Add all the values of

$P\left(X=15\right),P\left(X=16\right),P\left(X=17\right),P\left(X=18\right),\text{and}P\left(X=19\right)$

$\begin{array}{l}P\left(X=15\right)+P\left(X=16\right)+P\left(X=17\right)+P\left(X=18\right)+P\left(X=19\right)\\ =0.2181994019+0.2181994019+0.1540231073+0.06845471434+0.01441151881\\ \approx 0.6733\end{array}$

$P\left(X>14\right)=0.6733$

Conclusion:

Thus, the probability of surviving more than $\frac{3}{4}$ of them is 0.6733.

To determine

(c)

To find:

The specified probability for the given scenario.

Answer to Problem 21E

Solution:

Value of the required probability is 0

Explanation of Solution

Formula used:

For a binomial random variable $X$, the probability of obtaining no successes in $n$ independent trials is given by,

$P\left(X=0\right)=C{}_0\cdot p^0{\left(1-p\right)}^{\left(n-0\right)}$

$n$, is the number of trials, and

$p$, is the probability of getting a success on any trial

The formula to calculate $C{}_r$ is,

$C{}_r=\frac{n!}{r!\left(n-r\right)!}$

Calculation:

Consider the event “surviving of plant” as a success.

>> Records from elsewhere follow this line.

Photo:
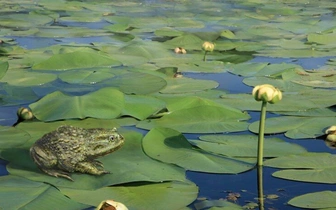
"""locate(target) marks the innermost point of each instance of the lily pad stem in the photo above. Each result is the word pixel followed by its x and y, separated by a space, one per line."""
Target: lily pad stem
pixel 261 133
pixel 204 58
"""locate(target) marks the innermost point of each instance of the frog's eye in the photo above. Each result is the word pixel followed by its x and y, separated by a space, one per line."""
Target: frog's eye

The probability of any plant surviving in Kerry’s garden is 0.8.

Probability of success is $0.8$.

$p=0.8$

Number of trial is 19.

$n=19$.

Compute the probability for no successes.

Substitute 19 for $n$, 0 for $r$, and 0.8 for $p$ in the formula of $P\left(X=0\right)$

$\begin{array}{rll}P\left(X=0\right)& =& \frac{19!}{0!19!}\times {\left(0.8\right)}^0\times {\left(1-0.8\right)}^{19}\\ & =& 1\times 1\times {\left(0.2\right)}^{19}\\ & \approx & 0\end{array}$

Conclusion:

Thus, the probability that no plant survive is 0.